とくに優柔不断な主人公・一条輝、年上の軍人・早瀬未沙、アイドル歌手のリン・ミンメイによる三角関係は多くの視聴者の注目を集め、昭和のアニメ好き女子たちにも大きな波紋を広げます。
放送当時、ミンメイと同世代で複雑な感情を抱いた筆者が、数十年の時を経てから感じたヒロインたちへの感情の変化などを振り返ります。
※本記事には、作品の核心部分の内容も含みます。
■メカよりも恋愛事情に衝撃を受けた異例のロボットアニメ
テレビアニメ『超時空要塞マクロス』は、1982年(昭和57年)10月3日からTBS系列で放送開始。同日に放送された1、2話を除き、日曜午後2時という異例の時間帯に放送されました。
在宅率の低い時間帯の放送のために視聴率は振るわず。
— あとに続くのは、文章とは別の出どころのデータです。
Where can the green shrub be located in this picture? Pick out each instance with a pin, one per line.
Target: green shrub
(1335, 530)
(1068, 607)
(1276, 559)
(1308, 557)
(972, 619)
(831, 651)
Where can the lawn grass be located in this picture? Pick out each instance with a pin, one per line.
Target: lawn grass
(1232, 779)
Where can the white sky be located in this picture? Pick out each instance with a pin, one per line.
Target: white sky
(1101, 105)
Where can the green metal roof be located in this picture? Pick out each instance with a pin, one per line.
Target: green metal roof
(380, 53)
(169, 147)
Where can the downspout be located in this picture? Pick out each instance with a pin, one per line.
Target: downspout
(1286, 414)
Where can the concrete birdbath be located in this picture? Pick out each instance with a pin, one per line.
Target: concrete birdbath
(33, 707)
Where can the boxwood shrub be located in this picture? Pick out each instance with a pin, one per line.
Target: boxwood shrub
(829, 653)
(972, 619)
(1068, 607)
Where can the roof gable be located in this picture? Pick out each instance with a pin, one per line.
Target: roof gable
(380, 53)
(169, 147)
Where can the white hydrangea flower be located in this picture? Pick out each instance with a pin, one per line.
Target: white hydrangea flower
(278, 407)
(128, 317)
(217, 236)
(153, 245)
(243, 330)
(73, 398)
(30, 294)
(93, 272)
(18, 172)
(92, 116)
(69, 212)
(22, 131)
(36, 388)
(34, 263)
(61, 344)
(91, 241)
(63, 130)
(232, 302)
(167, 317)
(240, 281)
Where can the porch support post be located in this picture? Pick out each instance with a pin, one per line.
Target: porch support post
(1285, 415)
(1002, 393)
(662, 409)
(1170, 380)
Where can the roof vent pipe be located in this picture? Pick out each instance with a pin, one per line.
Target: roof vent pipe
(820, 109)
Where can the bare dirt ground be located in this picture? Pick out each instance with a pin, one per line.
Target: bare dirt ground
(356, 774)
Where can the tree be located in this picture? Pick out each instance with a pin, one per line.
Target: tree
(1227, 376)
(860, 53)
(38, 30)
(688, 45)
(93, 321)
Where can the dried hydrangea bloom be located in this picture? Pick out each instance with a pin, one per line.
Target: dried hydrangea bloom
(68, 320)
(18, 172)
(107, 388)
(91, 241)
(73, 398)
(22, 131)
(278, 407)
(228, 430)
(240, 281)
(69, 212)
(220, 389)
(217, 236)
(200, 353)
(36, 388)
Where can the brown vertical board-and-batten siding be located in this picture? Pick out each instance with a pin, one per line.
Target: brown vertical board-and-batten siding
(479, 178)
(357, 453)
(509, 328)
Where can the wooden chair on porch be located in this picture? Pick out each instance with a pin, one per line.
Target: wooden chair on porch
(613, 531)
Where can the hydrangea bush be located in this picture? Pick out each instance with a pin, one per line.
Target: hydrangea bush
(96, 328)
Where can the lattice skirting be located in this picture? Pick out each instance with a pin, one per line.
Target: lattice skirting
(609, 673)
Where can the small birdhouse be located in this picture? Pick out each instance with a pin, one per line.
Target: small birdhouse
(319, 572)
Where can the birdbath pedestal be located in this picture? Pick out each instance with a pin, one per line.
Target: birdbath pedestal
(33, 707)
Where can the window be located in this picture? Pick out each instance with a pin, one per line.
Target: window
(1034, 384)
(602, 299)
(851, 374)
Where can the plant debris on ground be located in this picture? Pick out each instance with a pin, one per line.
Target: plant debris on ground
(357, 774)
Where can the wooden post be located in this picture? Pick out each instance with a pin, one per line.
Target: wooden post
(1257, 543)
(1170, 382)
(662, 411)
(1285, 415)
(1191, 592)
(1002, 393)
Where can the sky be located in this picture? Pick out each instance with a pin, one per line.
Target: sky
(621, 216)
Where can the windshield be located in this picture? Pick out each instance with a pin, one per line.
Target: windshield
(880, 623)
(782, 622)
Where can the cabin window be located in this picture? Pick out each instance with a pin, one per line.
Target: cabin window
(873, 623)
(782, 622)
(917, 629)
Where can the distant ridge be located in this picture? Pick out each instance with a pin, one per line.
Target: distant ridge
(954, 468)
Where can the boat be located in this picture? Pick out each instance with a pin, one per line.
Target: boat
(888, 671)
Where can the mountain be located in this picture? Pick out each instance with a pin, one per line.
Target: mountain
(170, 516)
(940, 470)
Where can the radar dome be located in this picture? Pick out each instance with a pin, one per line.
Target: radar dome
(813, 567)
また80年代初頭は家庭用ビデオデッキが出始めた頃でまだ普及しておらず、日曜の午後にテレビの前で待機せざるを得ませんでした。
個人的にはアニメ雑誌に掲載された美樹本晴彦さんの描いた『マクロス』のキャラクター設定画に惹かれ、放送前から注目していました。特に女性目線からも女の子たちがかわいく、オペレーターの3人娘のような脇役にまで華があったのです。
おそらく多くのロボットアニメ好きはバルキリーの鮮やかな変形シーンや、迫力の戦闘シーンなどに注目したと思いますが、当時のアニメ好き女子としては、パイロットの少年とアイドルがシリアスな戦いの中で育む、新しい恋愛の描き方に衝撃を受けます。
それまでの昭和ロボットアニメでは、悲劇的な結末(戦死)や命がけの恋愛描写が多かったのに対し、一条輝とリン・ミンメイの関係は違いました。
第2話「カウント・ダウン」で輝に窮地を救われながら、お礼もそこそこに「命より髪の毛が大事」と笑うミンメイは、当時の視聴者にとって珍しいタイプのヒロインでした。
さらに第4話「リン・ミンメイ」で、ミンメイは隔離空間に閉じ込められた際に死を覚悟し、輝と結婚式の真似事をして誓いの口づけをする寸前で救助。するとミンメイは、輝を放り出して家族のもとに行って談笑するのです。
このときのナレーションは「輝にとって信じられないことは、ミンメイの態度の急変だった。リン・ミンメイ、一体どんな子なのであろう」と、まさに視聴者の心情を代弁します。
『はいからさんが通る』や『キャンディ・キャンディ』など、昭和少女漫画の“一途な恋愛”に見慣れていた私は、ミンメイと輝の関係に肩透かしを食らってしまったのです。